Still, for those who are at or near retirement, annuities can provide peace of mind.

"The one fear that all retirees share is running out of money during retirement," said Jeff Rose, CEO and founder of Flemington, N.J.-based Alliance Wealth Management. "Having a deferred income annuity will solve much of that by offering an income stream that will last a lifetime."

Auto-Enrollment and Auto-Increase Policies

A growing number of companies are helping their employees save by building auto-enrollment and auto-increase policies into their 401(k) plans.

The latest Bank of America Merrill Lynch 401(k) Scorecard, released this week, found 213 plans offered both features by this past summer, an increase of 19 percent over 2013. And nearly all employers (94 percent) that added auto enrollment during the first half of this year also added auto increases, compared with just half who did so during the same period last year.

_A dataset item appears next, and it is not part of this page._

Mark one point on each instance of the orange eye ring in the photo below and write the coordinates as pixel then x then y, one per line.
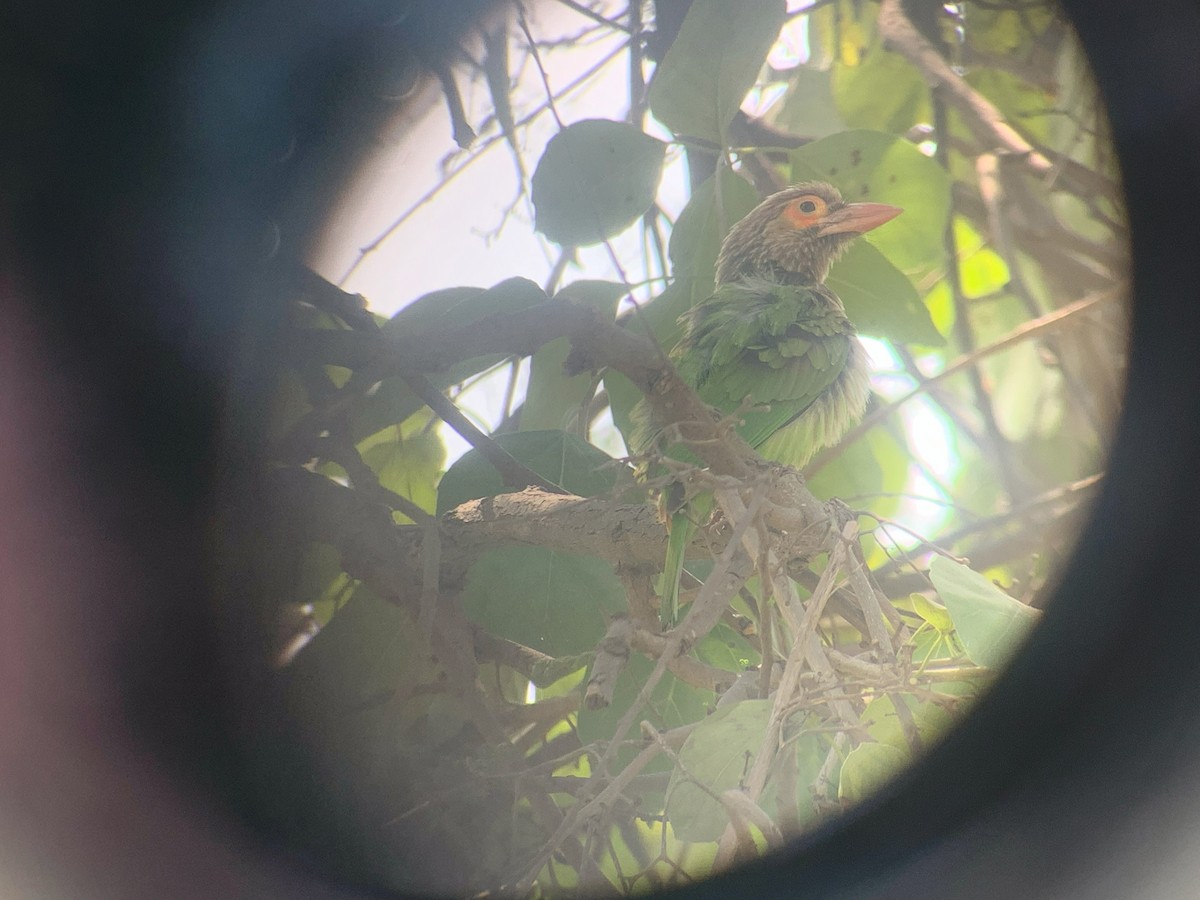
pixel 805 211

Firms that participate in auto-enrollment automatically deposit a certain percentage of an employee's salary into the company's 401(k) plan unless he or she actively opts out. Those that offer an auto-increase option raise an employee's contribution percentage by a specified amount each year unless that employee opts out.

Research has found that few do.

The Transamerica Center for Retirement Studies released a survey this week that found 70 percent of workers who are offered a plan say they'd be likely to take advantage of automatic increases in their contributions by one percent of their salary either annually or when they receive a raise. "Automatic increases can help drive up savings rates," said Catherine Collinson, president of the Transamerica Center for Retirement Studies.

"Most people won't feel a blow increasing from 6 percent to 7 percent in the short-term," said Rose, "but the long-term effects can yield sizeable gains."

Employer Contributions

Many American workers saw matching contributions to their 401(k) plans disappear during the recession and immediately afterward, but that trend is starting to reverse.

The number of firms offering matching contributions fell from 80 percent in 2007 to approximately 70 percent from 2009 to 2012, according to the Transamerica Center for Retirement Studies study. But the same report found 77 percent of plan sponsors are offering a match this year, bringing the percentage nearly back to pre-recession levels.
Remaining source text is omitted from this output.